Laslett wants to dispel some of the myths about life being better before industrialization transformed England. But he points out the price exacted by industrialization. “All industrial societies, we may suppose, are far less stable than their predecessors. They lack the extraordinary cohesive influence which familial relationships carry with them, that power of reconciling the frustrated and discontented by emotional means. Social revolution, meaning an irreversible changing of the pattern of social relationships, never happened in traditional, patriarchal, pre-industrial human society. It was almost impossible to contemplate.”
But the dissolution of the family as a productive unit and the separation of the household from the factory and the expansion of the possibility with improved travel and communication and whatnot undermined traditional beliefs and received wisdom and made revolution possible, made egalitarianism thinkable.

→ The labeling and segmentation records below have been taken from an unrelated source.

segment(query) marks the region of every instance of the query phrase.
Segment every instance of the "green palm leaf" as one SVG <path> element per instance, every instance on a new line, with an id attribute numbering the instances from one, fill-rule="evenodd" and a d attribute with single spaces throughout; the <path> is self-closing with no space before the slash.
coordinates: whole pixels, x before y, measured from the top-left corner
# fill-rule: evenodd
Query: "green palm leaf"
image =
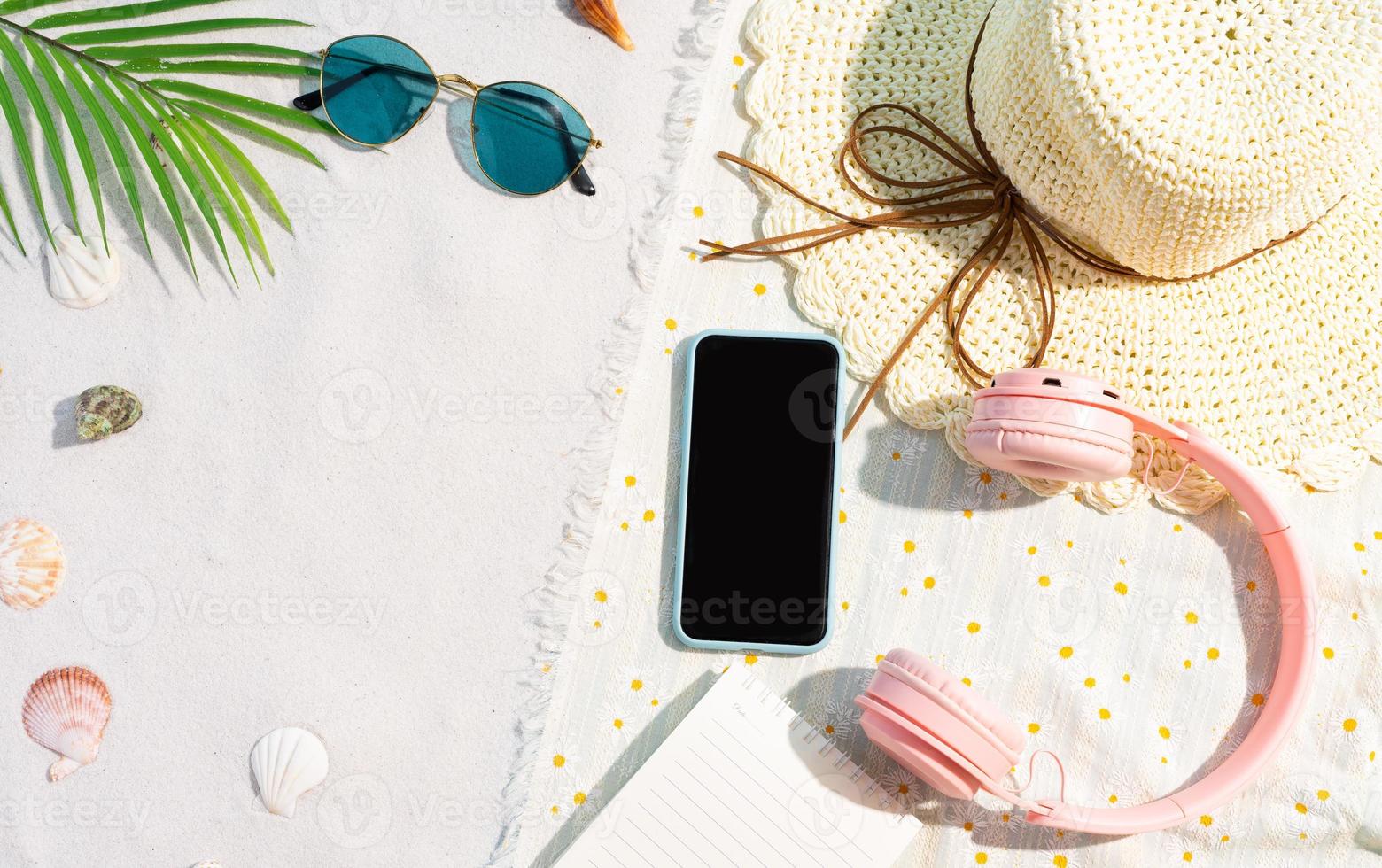
<path id="1" fill-rule="evenodd" d="M 53 65 L 53 58 L 48 57 L 48 53 L 28 33 L 22 35 L 21 41 L 28 48 L 29 57 L 33 58 L 33 65 L 39 69 L 39 75 L 43 76 L 44 84 L 48 86 L 48 93 L 53 94 L 54 102 L 58 104 L 62 120 L 68 124 L 68 133 L 72 135 L 72 147 L 76 148 L 77 159 L 82 162 L 82 174 L 86 176 L 87 189 L 91 192 L 91 205 L 95 206 L 95 218 L 101 224 L 101 243 L 105 245 L 105 252 L 109 253 L 111 240 L 105 234 L 105 206 L 101 202 L 101 181 L 95 170 L 95 155 L 91 153 L 91 142 L 87 138 L 86 129 L 82 126 L 82 119 L 77 117 L 76 105 L 73 105 L 66 87 L 62 86 L 62 79 L 58 76 L 58 70 Z M 69 205 L 72 205 L 72 223 L 76 227 L 76 203 L 69 202 Z M 80 234 L 80 228 L 77 232 Z"/>
<path id="2" fill-rule="evenodd" d="M 177 229 L 178 239 L 182 242 L 182 250 L 187 253 L 188 267 L 192 268 L 192 276 L 196 276 L 196 257 L 192 256 L 192 239 L 187 234 L 187 221 L 182 218 L 182 206 L 178 205 L 177 194 L 173 191 L 173 181 L 169 180 L 169 173 L 163 170 L 163 163 L 159 162 L 159 155 L 153 151 L 153 145 L 149 144 L 149 131 L 140 126 L 140 122 L 134 117 L 120 97 L 112 90 L 111 84 L 106 83 L 101 73 L 86 68 L 87 77 L 91 80 L 91 86 L 95 88 L 101 98 L 105 100 L 106 105 L 116 113 L 124 129 L 129 131 L 130 138 L 134 141 L 134 147 L 140 151 L 140 156 L 144 158 L 144 164 L 149 170 L 149 176 L 153 178 L 153 184 L 159 188 L 159 195 L 163 198 L 163 205 L 169 209 L 169 217 L 173 220 L 173 227 Z"/>
<path id="3" fill-rule="evenodd" d="M 178 108 L 182 108 L 185 105 L 187 104 L 184 102 L 178 102 Z M 257 189 L 264 202 L 268 203 L 269 209 L 272 209 L 279 223 L 283 224 L 283 228 L 292 232 L 293 220 L 287 216 L 287 211 L 283 210 L 283 203 L 278 200 L 278 195 L 274 194 L 274 188 L 268 185 L 268 181 L 265 181 L 264 176 L 260 174 L 260 170 L 254 167 L 254 163 L 250 162 L 250 158 L 245 156 L 245 152 L 240 151 L 239 147 L 236 147 L 236 144 L 232 142 L 228 135 L 225 135 L 225 133 L 221 133 L 210 123 L 202 120 L 196 115 L 192 115 L 191 120 L 192 126 L 196 127 L 202 133 L 202 135 L 207 137 L 210 141 L 214 141 L 221 151 L 225 151 L 225 153 L 229 155 L 231 162 L 234 162 L 235 166 L 240 170 L 240 174 L 243 174 L 250 180 L 250 184 L 254 185 L 254 189 Z M 264 249 L 264 261 L 268 263 L 268 249 L 264 247 L 263 235 L 260 236 L 260 246 Z M 272 265 L 269 265 L 269 272 L 272 274 Z"/>
<path id="4" fill-rule="evenodd" d="M 272 61 L 164 61 L 144 58 L 120 64 L 126 72 L 213 72 L 220 75 L 267 75 L 267 76 L 311 76 L 322 70 L 300 64 L 276 64 Z"/>
<path id="5" fill-rule="evenodd" d="M 311 51 L 285 48 L 283 46 L 261 46 L 257 43 L 162 43 L 153 46 L 94 46 L 86 55 L 98 61 L 145 61 L 170 57 L 282 57 L 293 61 L 318 61 Z"/>
<path id="6" fill-rule="evenodd" d="M 238 258 L 232 257 L 234 247 L 249 263 L 256 281 L 260 276 L 256 260 L 263 260 L 272 275 L 268 239 L 256 210 L 289 232 L 293 224 L 264 173 L 234 138 L 278 148 L 323 167 L 311 149 L 276 127 L 336 135 L 334 127 L 276 102 L 181 77 L 145 80 L 142 76 L 209 73 L 311 79 L 319 75 L 319 55 L 297 47 L 236 40 L 235 36 L 221 37 L 224 41 L 169 41 L 195 33 L 310 25 L 265 17 L 142 21 L 235 0 L 104 0 L 94 8 L 40 14 L 28 25 L 8 18 L 59 1 L 0 0 L 0 115 L 43 232 L 48 234 L 55 225 L 50 223 L 50 213 L 59 210 L 46 200 L 46 195 L 50 199 L 57 195 L 44 189 L 53 178 L 50 189 L 61 188 L 61 198 L 54 200 L 62 202 L 61 210 L 66 211 L 57 220 L 69 214 L 73 229 L 82 234 L 77 185 L 84 181 L 101 238 L 109 245 L 108 203 L 101 189 L 101 162 L 109 160 L 129 214 L 151 256 L 145 213 L 149 206 L 140 189 L 141 174 L 158 191 L 149 202 L 167 214 L 193 279 L 199 279 L 196 247 L 210 250 L 211 243 L 232 282 L 236 281 L 232 260 Z M 108 26 L 116 22 L 130 25 Z M 77 156 L 80 177 L 75 177 L 70 153 Z M 3 156 L 0 153 L 0 159 Z M 14 203 L 0 187 L 0 214 L 23 252 L 15 220 L 19 211 Z"/>
<path id="7" fill-rule="evenodd" d="M 43 234 L 51 240 L 53 228 L 48 225 L 48 211 L 43 207 L 43 188 L 39 185 L 39 170 L 33 162 L 33 149 L 29 148 L 29 137 L 23 131 L 19 106 L 14 101 L 10 84 L 3 77 L 0 77 L 0 113 L 4 115 L 4 120 L 10 126 L 10 138 L 14 140 L 15 151 L 19 152 L 23 176 L 29 180 L 29 192 L 33 195 L 33 207 L 39 211 L 39 224 L 43 227 Z"/>
<path id="8" fill-rule="evenodd" d="M 10 199 L 4 195 L 4 184 L 0 184 L 0 211 L 4 213 L 4 221 L 10 224 L 10 235 L 14 236 L 15 246 L 19 247 L 19 253 L 25 253 L 19 229 L 14 225 L 14 211 L 10 210 Z"/>
<path id="9" fill-rule="evenodd" d="M 4 57 L 6 64 L 14 72 L 14 77 L 19 80 L 19 87 L 23 88 L 23 95 L 29 98 L 29 108 L 33 109 L 33 116 L 39 122 L 39 130 L 43 133 L 43 141 L 48 145 L 48 155 L 53 158 L 53 167 L 58 171 L 58 180 L 62 182 L 62 194 L 66 196 L 68 209 L 72 211 L 72 228 L 82 234 L 82 225 L 77 223 L 77 196 L 72 191 L 72 173 L 68 171 L 68 158 L 62 149 L 62 140 L 58 138 L 58 126 L 53 123 L 53 112 L 48 111 L 48 102 L 39 93 L 39 83 L 35 82 L 33 75 L 29 72 L 29 66 L 25 65 L 23 57 L 19 50 L 8 39 L 0 39 L 0 55 Z M 10 127 L 14 130 L 14 126 Z M 15 134 L 18 138 L 18 133 Z M 32 170 L 32 164 L 25 166 L 25 169 Z M 33 178 L 30 178 L 33 182 Z M 37 195 L 37 184 L 35 182 L 35 195 Z M 41 207 L 39 209 L 41 213 Z"/>
<path id="10" fill-rule="evenodd" d="M 318 133 L 336 131 L 336 127 L 326 123 L 316 115 L 299 112 L 297 109 L 290 109 L 286 105 L 265 102 L 264 100 L 256 100 L 254 97 L 242 97 L 240 94 L 232 94 L 228 90 L 207 87 L 206 84 L 193 84 L 192 82 L 180 82 L 177 79 L 149 79 L 149 87 L 163 93 L 182 94 L 184 97 L 196 97 L 199 100 L 206 100 L 207 102 L 218 102 L 229 108 L 238 108 L 242 112 L 252 112 L 282 123 L 290 123 L 293 126 L 303 127 L 304 130 L 316 130 Z"/>
<path id="11" fill-rule="evenodd" d="M 216 246 L 221 250 L 221 258 L 225 260 L 225 267 L 231 272 L 231 281 L 239 283 L 239 279 L 235 276 L 235 265 L 231 264 L 231 254 L 225 249 L 225 236 L 221 234 L 221 221 L 216 218 L 216 210 L 211 207 L 211 199 L 202 187 L 192 164 L 182 153 L 182 148 L 180 148 L 177 140 L 173 138 L 173 133 L 169 130 L 166 123 L 160 122 L 153 112 L 149 111 L 148 105 L 144 104 L 142 97 L 135 94 L 129 84 L 119 77 L 112 77 L 111 84 L 116 91 L 119 91 L 120 97 L 124 98 L 127 111 L 131 111 L 144 129 L 152 133 L 155 141 L 163 147 L 163 153 L 169 156 L 169 160 L 177 170 L 178 177 L 182 178 L 182 187 L 187 188 L 187 192 L 192 196 L 192 205 L 196 206 L 196 210 L 202 211 L 202 218 L 206 220 L 206 227 L 211 231 L 211 238 L 216 239 Z"/>
<path id="12" fill-rule="evenodd" d="M 191 142 L 188 149 L 192 149 L 192 145 L 195 145 L 195 148 L 200 151 L 202 158 L 216 171 L 216 176 L 220 180 L 221 187 L 235 202 L 235 207 L 239 211 L 238 223 L 243 225 L 243 229 L 238 231 L 236 236 L 240 240 L 240 249 L 245 252 L 245 258 L 249 260 L 250 263 L 250 268 L 254 268 L 254 258 L 250 254 L 249 245 L 246 243 L 245 231 L 247 231 L 254 238 L 254 245 L 256 247 L 258 247 L 260 256 L 264 257 L 264 265 L 268 267 L 268 272 L 269 275 L 272 275 L 274 260 L 271 260 L 268 256 L 268 245 L 264 243 L 264 232 L 260 229 L 258 218 L 254 217 L 254 209 L 250 207 L 250 200 L 245 195 L 245 191 L 240 189 L 240 182 L 235 177 L 235 173 L 231 171 L 231 167 L 221 158 L 221 153 L 211 147 L 210 141 L 207 141 L 207 138 L 202 134 L 202 130 L 198 129 L 198 126 L 192 122 L 192 119 L 184 112 L 178 111 L 177 108 L 174 108 L 173 111 L 176 113 L 174 117 L 176 123 L 173 124 L 174 131 L 184 135 L 187 141 Z M 232 218 L 235 217 L 235 211 L 229 209 L 227 209 L 227 214 Z M 257 271 L 254 274 L 254 278 L 258 279 Z"/>
<path id="13" fill-rule="evenodd" d="M 326 169 L 326 164 L 322 163 L 322 160 L 318 159 L 315 153 L 312 153 L 311 151 L 308 151 L 303 145 L 297 144 L 294 140 L 289 138 L 287 135 L 283 135 L 282 133 L 279 133 L 274 127 L 267 127 L 267 126 L 258 123 L 257 120 L 250 120 L 249 117 L 245 117 L 243 115 L 236 115 L 235 112 L 229 112 L 227 109 L 223 109 L 218 105 L 209 105 L 206 102 L 195 102 L 192 100 L 177 100 L 177 104 L 180 106 L 182 106 L 184 109 L 192 112 L 193 115 L 200 115 L 202 117 L 210 117 L 211 120 L 220 120 L 221 123 L 225 123 L 225 124 L 229 124 L 232 127 L 236 127 L 240 133 L 247 133 L 250 135 L 257 135 L 257 137 L 264 138 L 264 140 L 267 140 L 267 141 L 269 141 L 269 142 L 272 142 L 275 145 L 279 145 L 281 148 L 285 148 L 286 151 L 290 151 L 292 153 L 296 153 L 297 156 L 303 158 L 304 160 L 307 160 L 312 166 L 316 166 L 318 169 Z"/>
<path id="14" fill-rule="evenodd" d="M 153 256 L 153 247 L 149 245 L 149 227 L 144 223 L 144 207 L 140 203 L 140 187 L 134 181 L 134 162 L 130 159 L 129 151 L 124 149 L 124 142 L 120 141 L 119 133 L 115 131 L 115 124 L 111 123 L 109 115 L 105 113 L 95 94 L 87 87 L 86 79 L 82 77 L 82 72 L 77 70 L 76 64 L 61 51 L 54 51 L 53 59 L 62 68 L 62 75 L 66 77 L 68 84 L 77 94 L 77 98 L 82 100 L 82 104 L 86 105 L 91 120 L 95 122 L 95 129 L 101 133 L 101 141 L 105 144 L 111 162 L 115 164 L 115 173 L 120 176 L 120 187 L 124 188 L 124 198 L 130 203 L 130 213 L 134 214 L 134 220 L 140 225 L 144 249 L 149 256 Z M 91 187 L 91 195 L 97 199 L 101 198 L 95 185 Z"/>
<path id="15" fill-rule="evenodd" d="M 40 6 L 51 6 L 54 3 L 64 3 L 65 0 L 6 0 L 0 3 L 0 15 L 12 15 L 15 12 L 26 12 L 29 10 L 36 10 Z"/>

The price (if it was a price) was the lost of intimate, taken-for-granted family unity.
In the premodern world, “everyone had his circle of affection: every relationship could be seen as a love-relationship.” That is because everything was personal; impersonal exchange was beyond the scope of everyday life. Social relations had not yet been depersonalized. However miserable life was then, “a man usually lived and worked within the family, the circle of affection, released enough dissatisfaction to account for all the restlessness which has marked the progress of the industrial world.”

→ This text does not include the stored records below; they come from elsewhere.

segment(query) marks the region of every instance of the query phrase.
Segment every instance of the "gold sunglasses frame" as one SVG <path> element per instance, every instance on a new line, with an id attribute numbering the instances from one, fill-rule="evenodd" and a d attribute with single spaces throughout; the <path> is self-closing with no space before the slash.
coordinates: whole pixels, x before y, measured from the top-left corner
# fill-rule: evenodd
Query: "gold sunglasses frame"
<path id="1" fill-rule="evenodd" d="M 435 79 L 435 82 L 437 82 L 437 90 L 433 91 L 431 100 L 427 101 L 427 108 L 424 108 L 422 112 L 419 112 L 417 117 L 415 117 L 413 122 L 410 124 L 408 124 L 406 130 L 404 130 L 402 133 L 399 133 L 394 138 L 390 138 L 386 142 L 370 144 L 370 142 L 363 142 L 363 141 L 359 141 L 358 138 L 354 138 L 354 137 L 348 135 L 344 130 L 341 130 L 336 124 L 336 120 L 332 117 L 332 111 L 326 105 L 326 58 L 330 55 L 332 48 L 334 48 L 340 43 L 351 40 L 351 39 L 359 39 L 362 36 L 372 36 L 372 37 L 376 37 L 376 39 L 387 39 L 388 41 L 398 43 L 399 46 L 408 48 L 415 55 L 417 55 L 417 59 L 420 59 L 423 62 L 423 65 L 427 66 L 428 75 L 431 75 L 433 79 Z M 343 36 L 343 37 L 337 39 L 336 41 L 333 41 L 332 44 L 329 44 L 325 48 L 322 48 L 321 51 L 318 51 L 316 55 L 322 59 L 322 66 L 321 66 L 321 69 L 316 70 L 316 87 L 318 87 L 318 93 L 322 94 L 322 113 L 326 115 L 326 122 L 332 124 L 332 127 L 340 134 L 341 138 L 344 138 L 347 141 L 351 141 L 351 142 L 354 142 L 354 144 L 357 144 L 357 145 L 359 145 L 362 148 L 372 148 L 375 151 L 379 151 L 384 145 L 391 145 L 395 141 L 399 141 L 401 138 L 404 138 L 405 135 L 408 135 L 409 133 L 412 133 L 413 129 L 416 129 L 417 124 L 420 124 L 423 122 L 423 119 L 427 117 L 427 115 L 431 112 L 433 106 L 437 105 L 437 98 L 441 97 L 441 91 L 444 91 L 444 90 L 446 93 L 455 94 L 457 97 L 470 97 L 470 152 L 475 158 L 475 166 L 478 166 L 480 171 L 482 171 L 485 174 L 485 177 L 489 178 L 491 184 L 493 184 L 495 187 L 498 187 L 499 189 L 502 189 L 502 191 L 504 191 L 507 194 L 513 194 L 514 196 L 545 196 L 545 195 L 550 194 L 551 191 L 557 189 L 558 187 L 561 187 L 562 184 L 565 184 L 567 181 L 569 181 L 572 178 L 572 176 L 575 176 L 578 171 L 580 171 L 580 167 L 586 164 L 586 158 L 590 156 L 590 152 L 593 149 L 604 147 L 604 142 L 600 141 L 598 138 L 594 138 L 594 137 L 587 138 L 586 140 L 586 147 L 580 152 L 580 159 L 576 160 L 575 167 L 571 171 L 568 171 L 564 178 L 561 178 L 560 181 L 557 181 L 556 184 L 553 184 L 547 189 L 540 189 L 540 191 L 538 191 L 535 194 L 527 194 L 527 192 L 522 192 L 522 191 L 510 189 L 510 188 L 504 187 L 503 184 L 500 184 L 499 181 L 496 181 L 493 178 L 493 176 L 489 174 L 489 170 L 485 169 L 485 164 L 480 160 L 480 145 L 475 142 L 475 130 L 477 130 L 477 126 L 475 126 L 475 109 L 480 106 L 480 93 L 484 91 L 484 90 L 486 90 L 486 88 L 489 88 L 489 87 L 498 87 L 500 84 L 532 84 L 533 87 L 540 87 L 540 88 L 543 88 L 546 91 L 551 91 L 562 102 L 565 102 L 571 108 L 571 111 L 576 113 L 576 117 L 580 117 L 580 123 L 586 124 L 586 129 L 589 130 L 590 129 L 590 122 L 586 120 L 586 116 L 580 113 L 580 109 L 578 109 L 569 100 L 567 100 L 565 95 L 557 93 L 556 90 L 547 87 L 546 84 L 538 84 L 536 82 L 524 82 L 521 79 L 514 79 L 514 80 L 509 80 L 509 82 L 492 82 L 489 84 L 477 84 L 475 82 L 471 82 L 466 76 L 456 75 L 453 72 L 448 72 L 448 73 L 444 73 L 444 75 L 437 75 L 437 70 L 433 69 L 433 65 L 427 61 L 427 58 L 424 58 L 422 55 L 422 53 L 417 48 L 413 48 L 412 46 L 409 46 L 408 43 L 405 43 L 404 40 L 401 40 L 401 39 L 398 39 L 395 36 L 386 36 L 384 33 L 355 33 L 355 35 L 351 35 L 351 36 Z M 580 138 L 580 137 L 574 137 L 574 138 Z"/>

Hence the recent efforts to bring affect back into the production world. What may be happening now is that these relations (now carried out with brands and institutions) are being repersonalized. Laslett asks, “Who could love the name of a limited company or of a government department as an apprentice could love his superbly satisfactory father-figure master, even if he were a bully and a beater, a usurer and a hypocrite?” Well, that is what branding and affective labor is all about today. A capitalistic effort to reinscribe the semblance of love into the relations of production and consumption in the social factory, using realtime communications, etc., to shrink the world back to the village size (a la McLuhan’s idea about the global village).
Laslett turns a nice phrase when, in discussing the aristocracy, notes that historians will have to “show an imaginative sensitivity to all those subtle influences which enable a minority to live for all the rest.” I tend to call those “subtle influences” ideology, others hegemony. The point is to be aware of the irrational ways in which privilege gets naturalized, perpetuated — how institutions and material culture conspire to accomplish the task.

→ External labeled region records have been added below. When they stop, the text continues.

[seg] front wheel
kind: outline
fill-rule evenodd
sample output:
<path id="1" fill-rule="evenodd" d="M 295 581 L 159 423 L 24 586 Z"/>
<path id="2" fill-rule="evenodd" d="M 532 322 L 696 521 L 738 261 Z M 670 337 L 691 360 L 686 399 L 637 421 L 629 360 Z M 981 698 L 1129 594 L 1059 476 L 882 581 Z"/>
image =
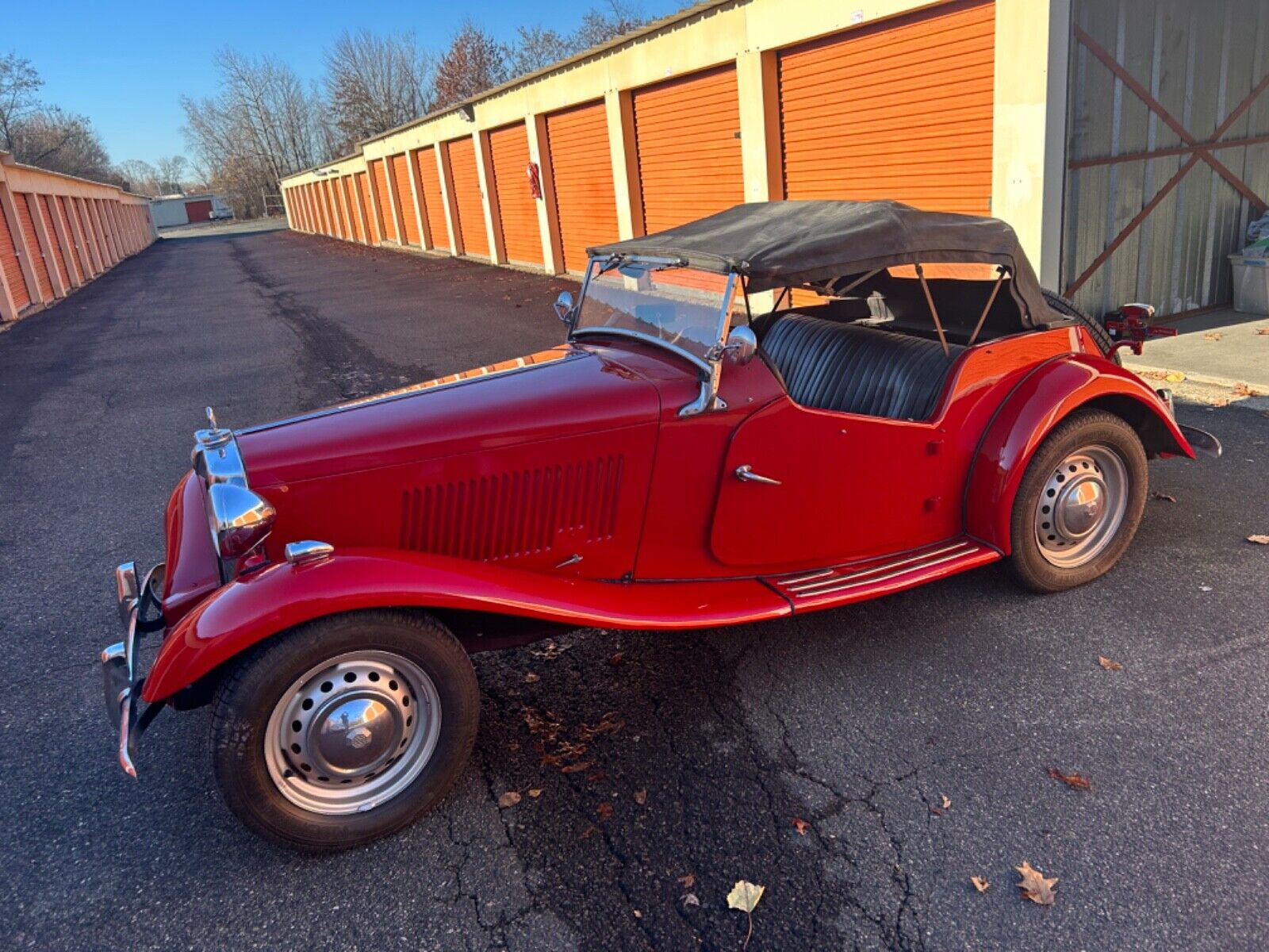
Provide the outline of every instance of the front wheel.
<path id="1" fill-rule="evenodd" d="M 1036 592 L 1062 592 L 1108 572 L 1146 506 L 1146 451 L 1123 419 L 1079 410 L 1036 451 L 1014 498 L 1014 574 Z"/>
<path id="2" fill-rule="evenodd" d="M 270 638 L 235 665 L 212 702 L 212 764 L 255 833 L 307 852 L 345 849 L 439 801 L 478 718 L 471 660 L 444 626 L 352 612 Z"/>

The book, in the detail it provides about servants in preindustrial England, made me wonder about the novelty of our service economy, or if that also is a kind of return. “In 1901 personal domestic service was the major occupationof all the employed women in the country…. By 1951 the female domestic servant had practically disappeared.” Service as it is conceived in our economy is something quite different, with a different set of entitlements being deployed to claim the right to require others to serve them. Rather than landed gentry and the dispossessed, there are media corporations poaching the creative self-fashioning work of the masses trying to differentiate themselves.